But while it used to be a relatively straightforward Supply Chain Network Design problem (especially if you had a good SCND tool with optimization and simulation capability), it’s become a lot more complicated.
A recent article over on Logistics Viewpoint on Resilience by Design: The Power of Simulation in Supply Chain Strategy did a great job of explaining the power and importance of optimization in supply chain network design (and demand fulfillment modelling), especially around optimizing cost between two potential fulfillment options (determined to be equally viable).
These days, you have to consider:
- the reliability of the supplier (financial viability, raw material availability to it, geopolitical instability, etc.
- the reliability and availability of the carriers (financial viability, available containers, route viability, etc.)
- the carbon contribution of the fulfillment model (is it going to make targets today AND tomorrow)
- … and how your supply chain will adapt if a supplier or carrier fails or a primary product becomes unavailable and you have to switch to a secondary product
That’s true resilience … not just managing costs under demand shifts, but managing availability under supply shifts — in the supplier, carrier, or product.
It’s a tall order, and not all platforms in our space can handle it (well beyond standard SSDO), but a few can.

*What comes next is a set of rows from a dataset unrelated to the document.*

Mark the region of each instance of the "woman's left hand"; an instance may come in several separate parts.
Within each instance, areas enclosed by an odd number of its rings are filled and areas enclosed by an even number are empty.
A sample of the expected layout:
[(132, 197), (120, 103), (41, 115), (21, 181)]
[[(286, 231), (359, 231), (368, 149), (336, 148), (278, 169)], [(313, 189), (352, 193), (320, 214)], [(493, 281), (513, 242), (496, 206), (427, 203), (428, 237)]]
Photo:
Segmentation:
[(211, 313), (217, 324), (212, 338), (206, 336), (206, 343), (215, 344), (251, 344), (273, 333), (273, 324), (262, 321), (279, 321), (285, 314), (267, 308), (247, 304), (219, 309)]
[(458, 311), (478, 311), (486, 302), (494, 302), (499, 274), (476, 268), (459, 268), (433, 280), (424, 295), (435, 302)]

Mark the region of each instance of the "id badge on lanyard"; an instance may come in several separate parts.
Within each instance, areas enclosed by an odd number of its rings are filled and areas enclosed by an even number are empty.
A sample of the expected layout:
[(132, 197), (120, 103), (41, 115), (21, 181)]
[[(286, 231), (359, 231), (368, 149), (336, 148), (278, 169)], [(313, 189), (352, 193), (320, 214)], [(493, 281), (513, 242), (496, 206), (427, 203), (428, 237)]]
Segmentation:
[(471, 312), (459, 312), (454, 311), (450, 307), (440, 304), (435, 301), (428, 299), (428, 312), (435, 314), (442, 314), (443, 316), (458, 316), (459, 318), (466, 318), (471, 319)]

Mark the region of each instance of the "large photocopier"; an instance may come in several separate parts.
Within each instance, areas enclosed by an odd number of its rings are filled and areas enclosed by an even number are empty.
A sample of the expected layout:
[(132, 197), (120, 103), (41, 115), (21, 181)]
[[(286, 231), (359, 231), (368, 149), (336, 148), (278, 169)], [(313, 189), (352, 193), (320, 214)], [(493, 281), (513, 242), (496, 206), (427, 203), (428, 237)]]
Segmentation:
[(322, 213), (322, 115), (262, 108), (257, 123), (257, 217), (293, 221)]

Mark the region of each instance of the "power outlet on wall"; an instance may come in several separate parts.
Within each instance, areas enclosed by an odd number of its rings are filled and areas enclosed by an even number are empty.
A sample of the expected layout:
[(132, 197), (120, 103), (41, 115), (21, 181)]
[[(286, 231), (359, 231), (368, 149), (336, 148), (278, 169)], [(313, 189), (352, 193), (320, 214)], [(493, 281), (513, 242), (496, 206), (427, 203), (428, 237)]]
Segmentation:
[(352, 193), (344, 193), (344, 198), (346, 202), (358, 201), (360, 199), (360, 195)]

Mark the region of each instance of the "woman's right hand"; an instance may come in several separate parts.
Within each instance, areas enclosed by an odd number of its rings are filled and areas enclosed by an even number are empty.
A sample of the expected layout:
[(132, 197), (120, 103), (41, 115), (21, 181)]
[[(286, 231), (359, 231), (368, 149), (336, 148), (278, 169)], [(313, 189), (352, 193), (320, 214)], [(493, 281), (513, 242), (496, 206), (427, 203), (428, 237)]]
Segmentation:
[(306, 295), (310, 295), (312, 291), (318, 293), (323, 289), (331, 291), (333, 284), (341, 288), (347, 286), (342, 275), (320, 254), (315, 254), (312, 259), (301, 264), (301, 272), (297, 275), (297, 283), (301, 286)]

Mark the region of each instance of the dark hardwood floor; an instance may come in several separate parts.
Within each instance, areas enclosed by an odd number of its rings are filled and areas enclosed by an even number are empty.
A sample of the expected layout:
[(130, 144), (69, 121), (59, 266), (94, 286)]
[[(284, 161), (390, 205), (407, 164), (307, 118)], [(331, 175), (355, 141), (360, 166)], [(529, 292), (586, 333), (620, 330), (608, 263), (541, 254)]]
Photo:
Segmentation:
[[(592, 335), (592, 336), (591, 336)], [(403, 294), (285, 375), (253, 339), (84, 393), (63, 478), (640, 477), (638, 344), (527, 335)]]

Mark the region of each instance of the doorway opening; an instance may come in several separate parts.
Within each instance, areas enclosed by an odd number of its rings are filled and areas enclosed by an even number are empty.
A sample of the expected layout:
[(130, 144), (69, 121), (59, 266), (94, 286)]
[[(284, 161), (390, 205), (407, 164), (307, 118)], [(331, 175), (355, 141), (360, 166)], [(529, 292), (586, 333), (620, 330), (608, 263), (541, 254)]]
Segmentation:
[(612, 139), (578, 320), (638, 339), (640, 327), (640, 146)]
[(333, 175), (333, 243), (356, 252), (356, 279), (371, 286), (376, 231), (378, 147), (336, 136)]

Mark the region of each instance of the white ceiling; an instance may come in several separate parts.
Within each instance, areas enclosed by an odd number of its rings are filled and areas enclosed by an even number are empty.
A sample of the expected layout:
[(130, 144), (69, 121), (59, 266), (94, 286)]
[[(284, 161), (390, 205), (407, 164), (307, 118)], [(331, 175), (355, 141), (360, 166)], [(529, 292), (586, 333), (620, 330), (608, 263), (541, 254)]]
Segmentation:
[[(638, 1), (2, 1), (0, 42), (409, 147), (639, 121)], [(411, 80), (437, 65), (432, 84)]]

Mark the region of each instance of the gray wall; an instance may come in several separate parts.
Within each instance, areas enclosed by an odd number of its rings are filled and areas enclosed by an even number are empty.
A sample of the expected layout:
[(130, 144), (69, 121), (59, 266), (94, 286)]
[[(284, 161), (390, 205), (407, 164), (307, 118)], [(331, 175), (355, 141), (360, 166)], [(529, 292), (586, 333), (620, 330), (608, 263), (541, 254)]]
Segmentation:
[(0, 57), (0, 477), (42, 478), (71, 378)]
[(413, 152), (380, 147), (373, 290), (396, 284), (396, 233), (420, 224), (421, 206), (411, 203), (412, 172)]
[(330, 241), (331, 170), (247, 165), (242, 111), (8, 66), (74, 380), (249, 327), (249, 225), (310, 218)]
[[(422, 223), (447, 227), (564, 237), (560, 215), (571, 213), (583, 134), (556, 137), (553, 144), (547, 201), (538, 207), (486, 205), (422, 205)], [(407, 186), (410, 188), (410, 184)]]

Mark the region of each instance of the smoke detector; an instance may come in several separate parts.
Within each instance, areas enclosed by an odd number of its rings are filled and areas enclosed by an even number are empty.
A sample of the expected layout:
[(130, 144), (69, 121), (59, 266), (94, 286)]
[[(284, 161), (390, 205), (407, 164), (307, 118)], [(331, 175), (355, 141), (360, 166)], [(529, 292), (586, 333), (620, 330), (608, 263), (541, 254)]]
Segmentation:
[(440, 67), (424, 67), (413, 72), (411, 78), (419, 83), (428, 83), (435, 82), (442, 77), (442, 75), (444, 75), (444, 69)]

From a network management viewpoint, you can check out Logility Network Optimization (formerly Logility Starboard) and Coupa with their SSDO and SCNO solutions.
The reality is that it doesn’t matter how great of a deal you inked if you can’t actually acquire the products at the agreed upon prices, and, more importantly, if you can’t even get the products at all! So if you want a resilient supply chain, you need to design for it. And sometimes that goes beyond just doing the standard 80/20 or 50/30/20 splits (because if all the suppliers are in the same fault zone on the ring of fire … it will only take one disaster for them all to burn).